While Swift — now part of Knight-Swift Transportation (NYSE: KNX) — was victorious in other parts of the decision handed by the U.S. Court of Appeals for the 9th Circuit, the core of the case, the settlement with the drivers, was put back into the hands of the U.S. District Court for the Central District of California.
The original litigation goes back to 2010, starting in a California court before being moved to the federal district court.
The settlement was reached in May 2019. It set up a payout of $7.25 million for the defendants in the certified class, roughly $2.4 million for attorney fees and $500,000 for a claim brought under the state’s Private Attorney General Act (PAGA), which allows private citizens to sue over charges that a company violated California’s Labor Code.
John Burnell, a driver with Swift, filed the original lawsuit that was ultimately declared a class action. Charges that Burnell made in the lawsuit involved allegations that Swift had not paid required minimum wages; had not fairly provided meal and rest periods; had not indemnified its drivers; and had not supplied drivers with itemized information regarding pay and wages.
Judge Virginia Phillips of the district court approved both the class certification and the settlement in August 2019.
But two other drivers, Lawrence Peck and Sadashiv Mares, filed objections to the settlement.
The appellate court overruled the objection of Peck, which focused on the PAGA part of the lawsuit settlement.
But Mares had objected to the timing of the settlement being approved before the case was certified as a class action. Because of that timing, Mares’ action said, “the court should have applied a heightened standard of review,” according to a summary of the action in the appellate court’s decision.
That ultimately was the reason the 9th Circuit put the original case back in the hands of the district court. “We agree with Mares that the district court abused its discretion by applying an incorrect legal standard when evaluating the settlement,” the court wrote.
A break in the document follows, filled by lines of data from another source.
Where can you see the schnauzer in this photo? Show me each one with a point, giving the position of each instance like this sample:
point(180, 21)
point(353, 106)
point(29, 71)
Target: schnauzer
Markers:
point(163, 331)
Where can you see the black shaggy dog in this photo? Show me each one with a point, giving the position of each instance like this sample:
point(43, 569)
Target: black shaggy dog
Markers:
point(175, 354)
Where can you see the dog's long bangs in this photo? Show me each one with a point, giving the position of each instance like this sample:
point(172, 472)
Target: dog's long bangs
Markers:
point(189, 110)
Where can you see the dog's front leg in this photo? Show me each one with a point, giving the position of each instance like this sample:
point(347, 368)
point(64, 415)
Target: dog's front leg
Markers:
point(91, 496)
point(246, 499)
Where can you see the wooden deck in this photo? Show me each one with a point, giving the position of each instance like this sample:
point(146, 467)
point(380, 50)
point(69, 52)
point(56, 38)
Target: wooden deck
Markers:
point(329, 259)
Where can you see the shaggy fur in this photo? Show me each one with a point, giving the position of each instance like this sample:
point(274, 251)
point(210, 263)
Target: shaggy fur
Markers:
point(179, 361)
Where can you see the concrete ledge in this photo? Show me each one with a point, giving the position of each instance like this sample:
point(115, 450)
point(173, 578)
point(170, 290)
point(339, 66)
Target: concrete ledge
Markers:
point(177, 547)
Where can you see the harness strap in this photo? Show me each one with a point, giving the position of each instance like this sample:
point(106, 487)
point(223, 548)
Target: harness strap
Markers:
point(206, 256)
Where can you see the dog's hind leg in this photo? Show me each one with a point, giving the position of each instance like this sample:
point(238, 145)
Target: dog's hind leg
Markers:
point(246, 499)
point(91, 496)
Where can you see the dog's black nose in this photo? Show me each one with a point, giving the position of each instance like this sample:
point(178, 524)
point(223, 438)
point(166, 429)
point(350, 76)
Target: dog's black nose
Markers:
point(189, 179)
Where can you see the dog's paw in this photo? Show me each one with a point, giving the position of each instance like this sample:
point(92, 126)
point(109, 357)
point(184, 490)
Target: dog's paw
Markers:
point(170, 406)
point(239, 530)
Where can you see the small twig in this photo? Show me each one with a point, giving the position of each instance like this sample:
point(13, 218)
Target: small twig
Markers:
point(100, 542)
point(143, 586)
Phillips, in handing down her decision at the district court level, said Swift and the class-action plaintiffs “engaged in arm’s-length, serious, informed and non-collusive negotiations between experienced and knowledgeable counsel. The Settlement Agreement is therefore presumptively the product of a non-collusive, arms-length negotiation.”
The appellate court’s decision focuses on language used by the lower court that the decision to grant class certification for the action against Swift is “fair and reasonable.” But the appellate court notes that legal precedents require such decisions to require “a heightened fairness inquiry prior to class certification,” more than just “fair and reasonable.”
“The district court’s declaration that a presumption of fairness applied was erroneous, a misstatement of the applicable legal standard which governs analysis of the fairness of the settlement,” the appellate court wrote. Citing precedents, the court said that district courts “must apply a more searching legal standard where the parties negotiate a settlement agreement before the class has been certified.” The timing of the settlement and the class certification were at the heart of Mares’ objection.
The appellate court noted that it was not offering an opinion on Mares’ argument against the settlement, which it said was focused on “the size of settlement for the class claims, believing that it was inadequate.” But the rest of the case is now headed back to the district court.